Il attacha les mains d’Abdelmajid dans le dos avec sa propre ceinture et le prit pendant plus d’une heure, alternant entre son cul et sa bouche. Il lui cracha dessus, le traita de tous les noms, le fit supplier.

« Dis-moi que tu préfères ma grosse bite à ta femme, » ordonna-t-il en le pilonnant.

« Oui… je préfère ta bite… je suis la pute d’Allah… uniquement à toi… » sanglota Abdelmajid de plaisir.

Quand Seliman jouit pour la troisième fois cette nuit-là, Abdelmajid était épuisé, le cul rouge, ouvert, dégoulinant de sperme. Il rentra chez lui en boitant légèrement, priant intérieurement pour que sa femme ne remarque rien.

Les mois passèrent. Le risque augmentait. Une fois, un jeune fidèle avait failli les surprendre dans la mosquée. Abdelmajid avait dû inventer une excuse rapide pendant que Seliman se cachait. La peur de perdre sa famille, sa position, sa réputation le terrifiait. Pourtant, chaque soir, après la prière, il retournait vers ce péché.

Seliman restait froid. « Tu es juste un bon trou, Imam. Rien de plus. Si tu arrêtes, je trouverai un autre cul. »

Ces mots blessaient Abdelmajid, mais ils le faisaient aussi bander. Il continuait, prisonnier de ce désir charnel puissant.

Une nuit, lors d’une séance particulièrement intense dans l’appartement, Seliman le prit en levrette face à un miroir. Abdelmajid se voyait : l’imam respecté, à quatre pattes, le cul empalé sur une grosse queue, le visage déformé par le plaisir, la bouche ouverte en gémissements.

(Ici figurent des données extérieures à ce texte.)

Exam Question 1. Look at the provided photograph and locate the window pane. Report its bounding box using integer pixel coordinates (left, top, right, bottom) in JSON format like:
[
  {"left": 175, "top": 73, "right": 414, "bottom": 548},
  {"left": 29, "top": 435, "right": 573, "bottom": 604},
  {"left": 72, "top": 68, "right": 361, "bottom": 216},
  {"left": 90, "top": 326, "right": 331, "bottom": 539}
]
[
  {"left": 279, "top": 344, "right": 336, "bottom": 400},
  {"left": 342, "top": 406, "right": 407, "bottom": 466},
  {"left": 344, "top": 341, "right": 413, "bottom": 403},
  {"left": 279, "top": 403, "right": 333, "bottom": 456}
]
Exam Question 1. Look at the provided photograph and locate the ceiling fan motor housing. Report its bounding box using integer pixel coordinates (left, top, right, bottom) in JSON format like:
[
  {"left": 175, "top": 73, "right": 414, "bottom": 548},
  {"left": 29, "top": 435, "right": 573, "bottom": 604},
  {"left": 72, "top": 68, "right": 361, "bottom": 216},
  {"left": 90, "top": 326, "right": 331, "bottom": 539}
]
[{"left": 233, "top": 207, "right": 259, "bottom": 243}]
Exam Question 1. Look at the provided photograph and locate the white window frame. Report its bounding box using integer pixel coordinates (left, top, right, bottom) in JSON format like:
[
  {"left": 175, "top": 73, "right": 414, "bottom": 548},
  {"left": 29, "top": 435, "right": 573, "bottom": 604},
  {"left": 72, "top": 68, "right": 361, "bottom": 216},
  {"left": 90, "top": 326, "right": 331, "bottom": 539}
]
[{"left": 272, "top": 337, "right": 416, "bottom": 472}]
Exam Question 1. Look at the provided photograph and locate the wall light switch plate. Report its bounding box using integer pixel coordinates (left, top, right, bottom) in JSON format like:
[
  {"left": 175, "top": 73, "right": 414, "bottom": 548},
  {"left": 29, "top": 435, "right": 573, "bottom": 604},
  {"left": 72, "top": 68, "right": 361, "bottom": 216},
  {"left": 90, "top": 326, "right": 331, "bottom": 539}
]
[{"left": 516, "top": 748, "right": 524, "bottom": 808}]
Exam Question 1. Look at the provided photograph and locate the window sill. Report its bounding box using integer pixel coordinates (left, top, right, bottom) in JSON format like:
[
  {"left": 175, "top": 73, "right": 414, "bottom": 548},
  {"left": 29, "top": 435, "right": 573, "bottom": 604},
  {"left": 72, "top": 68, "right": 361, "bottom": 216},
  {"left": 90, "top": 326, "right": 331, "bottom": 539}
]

« Regarde-toi, la pute d’Allah, » grogna Seliman en le baisant plus fort. « Voilà ce que tu es vraiment. »

Abdelmajid jouit en regardant son propre reflet, acceptant pleinement sa double vie.

Et ainsi, entre les murs sacrés de la mosquée et l’appartement discret de Sayyida Zaynab, la vie d’Abdelmajid continuait. Imam le jour, pute la nuit. Déchiré entre sa foi, sa famille et ce plaisir animal qui le définissait désormais secrètement. Seliman, lui, continuait à décharger ses testicules dans ce cul consentant, sans amour, sans attachement, juste pour le soulagement brut.

Le Caire dormait, indifférent aux gémissements étouffés de l’imam qui se faisait enculer comme la pire des putes, priant et péchant dans le même souffle.